Aliás, não raro, quando estava em um relacionamento que dava mínimos sinais de levá-la ao altar, ela se afastava dos amigos, a pedido de seu amado. Sara não deixava que nada e ninguém pudesse atrapalhar seu romance perfeito.

Um belo dia, depois de duas semanas de vários encontros apenas casuais, ela estava exausta e deprimida. Mesmo ela sendo uma mulher incrível na noite, dividindo a conta e até mesmo, em alguns casos dizendo o sim que os homens queriam, ela não recebia mensagens ou contatos nos dias subsequentes.

Muitas vezes ela se arrependia e muito da noite, mas ela não era mesmo boa em dizer não. Naquele dia, já cansada e sem conseguir entender o que acontecia. Porque será que os homens não se interessavam em continuar saindo e conhecendo ela?

Ela decidiu desbloquear um ex namorado de muito tempo. Ela desconsiderou o motivo do término completamente.
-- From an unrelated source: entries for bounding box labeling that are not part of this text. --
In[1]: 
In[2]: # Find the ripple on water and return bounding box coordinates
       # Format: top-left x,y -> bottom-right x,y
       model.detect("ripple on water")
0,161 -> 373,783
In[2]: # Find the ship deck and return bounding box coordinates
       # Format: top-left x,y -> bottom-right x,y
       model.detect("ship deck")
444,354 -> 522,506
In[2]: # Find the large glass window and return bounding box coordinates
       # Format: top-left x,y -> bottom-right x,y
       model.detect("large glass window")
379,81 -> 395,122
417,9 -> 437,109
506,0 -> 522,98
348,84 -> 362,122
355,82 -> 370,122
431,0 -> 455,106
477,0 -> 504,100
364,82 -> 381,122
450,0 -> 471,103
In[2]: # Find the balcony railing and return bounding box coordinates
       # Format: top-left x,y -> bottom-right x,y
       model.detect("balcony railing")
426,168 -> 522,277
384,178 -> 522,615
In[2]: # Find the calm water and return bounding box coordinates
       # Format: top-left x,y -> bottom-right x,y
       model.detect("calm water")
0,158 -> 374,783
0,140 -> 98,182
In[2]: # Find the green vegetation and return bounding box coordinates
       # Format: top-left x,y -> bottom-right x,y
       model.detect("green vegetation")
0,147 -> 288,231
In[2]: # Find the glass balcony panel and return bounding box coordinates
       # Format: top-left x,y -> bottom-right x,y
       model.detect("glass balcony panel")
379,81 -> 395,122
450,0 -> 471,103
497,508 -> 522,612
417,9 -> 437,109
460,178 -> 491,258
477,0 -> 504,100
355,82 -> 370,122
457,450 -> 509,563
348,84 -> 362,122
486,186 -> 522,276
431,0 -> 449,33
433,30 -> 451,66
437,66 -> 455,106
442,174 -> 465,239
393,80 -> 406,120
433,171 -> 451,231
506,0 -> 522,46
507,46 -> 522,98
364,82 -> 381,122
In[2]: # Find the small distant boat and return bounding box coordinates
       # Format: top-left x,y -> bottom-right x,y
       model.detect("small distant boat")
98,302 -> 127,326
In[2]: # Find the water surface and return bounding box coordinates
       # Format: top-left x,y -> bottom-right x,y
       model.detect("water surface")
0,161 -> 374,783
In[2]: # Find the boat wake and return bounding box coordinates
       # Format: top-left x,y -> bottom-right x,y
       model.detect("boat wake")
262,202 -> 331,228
Logo ele entrou em contato e o frio na barriga tomou conta dela.

Fazia muito tempo que ela não se sentia tão amada. Foi quase instantâneo que ele entrou em contato, a sensação era que ele estava monitorando e esperando poder falar com ela.

Ele propôs o encontro naquele mesmo dia. Ela até tinha outro compromisso, tinha combinado com as amigas um bate papo e um happy hour. Tentou argumentar com ele e agendar para o dia seguinte, acontece que ele não aceitou. Ele dizia que se ela o amava mesmo seria capaz de largar tudo por essa oportunidade de reencontro.

Sara, então, envolvida demais, disse que sim, iria encontrá-lo logo mais. Cheia de vergonha, inventou uma dor de cabeça súbita e uma diarreia, foi assim que dispensou o encontro com as amigas.

O reencontro foi quase um clássico de filme, no melhor estilo que ele costumava fazer. No entanto, Sara não escolheu ou decidiu nada, apenas aceitou e cedeu a todas as vontades dele. Ela não conseguiu dizer um mísero não.

A única coisa que ela conseguiu foi insistir em voltar para sua casa. Mesmo muito contrariado, ele aceitou. Ao chegar em casa, olhando para o espelho naquela noite, Sara percebeu que toda sua vida havia sido guiada pelo desejo de agradar, mesmo que isso significasse ignorar a si mesma.

A cultura do estupro não está tão somente e apenas em atos extremos, mas na forma como as mulheres são ensinadas a serem submissas e a agradar.

Ela decidiu buscar ajuda, conversar com amigas e se reconectar consigo mesma. O primeiro passo? Aprender a dizer 'não' com segurança e convicção.